This project has received funding from the European Union’s Horizon 2020 research and innovation programme under grant agreement No 825299.
This tool was build as part of the GoURMET Project to complete Direct Assessment evaluation on machine translation models and is open sourced under GPL v3. Issues should be raised via the GitHub issues. Code changes can be proposed by opening a pull request.
Direct Assessment is a standard evaluation approach used in academic research to assess the quality of translation. This approach differs from automatic evaluation such as BLEU as the evaluation is carried out by a human rather than an algorithm. The goal of Direct Assessment is to evaluate a translation model by asking a human to compare the quality of a machine translated sentence to a human translated sentence where the human translation is assumed to be the gold standard. For each case there must be a set of three sentences.
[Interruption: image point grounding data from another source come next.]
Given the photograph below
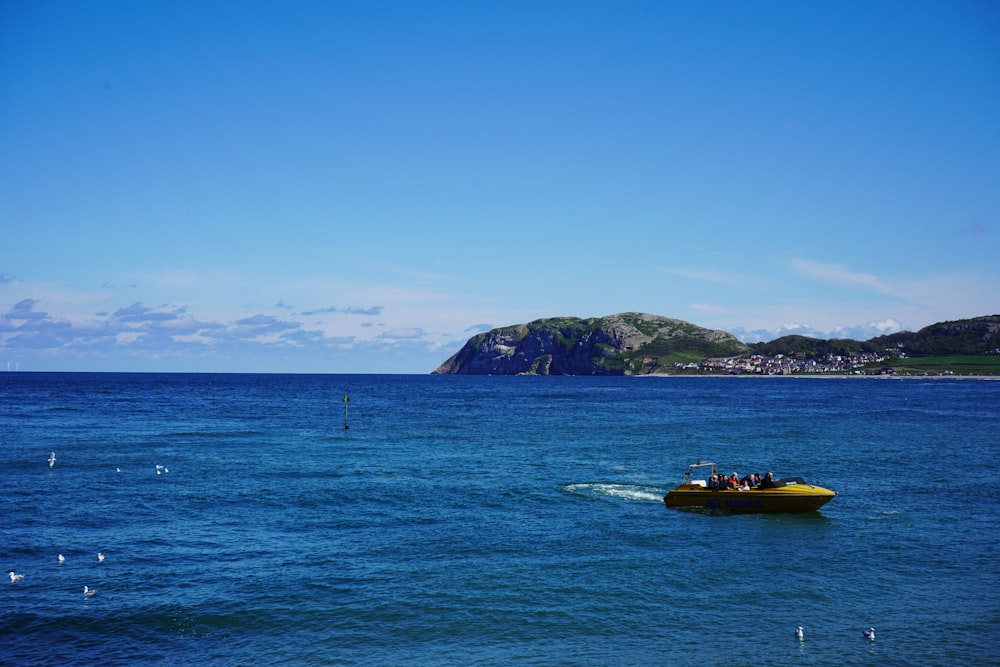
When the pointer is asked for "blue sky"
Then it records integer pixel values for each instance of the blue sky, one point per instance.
(346, 187)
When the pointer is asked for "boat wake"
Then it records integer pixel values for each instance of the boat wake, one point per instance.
(630, 492)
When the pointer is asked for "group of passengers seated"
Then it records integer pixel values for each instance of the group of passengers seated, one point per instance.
(751, 481)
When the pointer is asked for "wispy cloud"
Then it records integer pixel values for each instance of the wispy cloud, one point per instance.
(718, 277)
(841, 275)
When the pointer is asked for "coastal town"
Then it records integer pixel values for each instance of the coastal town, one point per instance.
(859, 363)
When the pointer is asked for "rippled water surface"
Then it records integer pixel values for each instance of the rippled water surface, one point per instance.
(492, 520)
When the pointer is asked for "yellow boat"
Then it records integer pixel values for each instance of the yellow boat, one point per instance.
(788, 494)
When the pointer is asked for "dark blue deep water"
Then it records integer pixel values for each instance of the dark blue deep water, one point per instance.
(492, 521)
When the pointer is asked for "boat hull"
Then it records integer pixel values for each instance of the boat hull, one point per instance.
(795, 498)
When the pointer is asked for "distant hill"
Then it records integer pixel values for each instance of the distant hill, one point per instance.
(643, 344)
(978, 335)
(623, 344)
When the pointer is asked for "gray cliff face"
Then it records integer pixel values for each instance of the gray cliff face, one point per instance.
(573, 346)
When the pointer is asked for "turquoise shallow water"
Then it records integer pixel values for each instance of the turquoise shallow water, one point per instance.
(492, 520)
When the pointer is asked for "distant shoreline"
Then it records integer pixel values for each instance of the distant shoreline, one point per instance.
(824, 376)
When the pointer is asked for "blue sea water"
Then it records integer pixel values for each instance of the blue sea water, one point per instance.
(492, 521)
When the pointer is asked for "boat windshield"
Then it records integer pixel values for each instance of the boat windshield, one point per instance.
(695, 469)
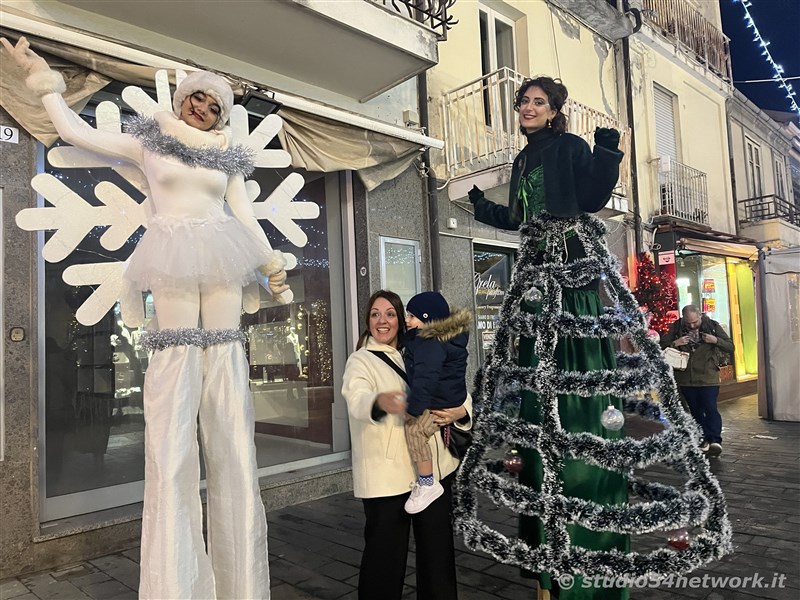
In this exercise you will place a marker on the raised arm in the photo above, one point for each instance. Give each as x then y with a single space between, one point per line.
491 213
49 85
597 171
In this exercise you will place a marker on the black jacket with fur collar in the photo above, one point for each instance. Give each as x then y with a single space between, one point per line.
436 363
576 180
- A sentence in the source language
- The same sentence translated into the target language by a human
- The same sentence translated into the target language by a machine
The evaluator will be shown the human translated sentence and the machine translated sentence and asked to rate on a scale from 0 to 100
- If the machine translated sentence adequately expresses the meaning of the human translated sentence.
- The machine translated sentence is a well-written phrase or sentence that is grammatically and idiomatically correct
A more in-depth explanation of Direct Assessment can be found in the papers Continuous Measurement Scales in Human Evaluation of Machine Translation and Is all that Glitters in Machine Translation Quality Estimation really Gold?.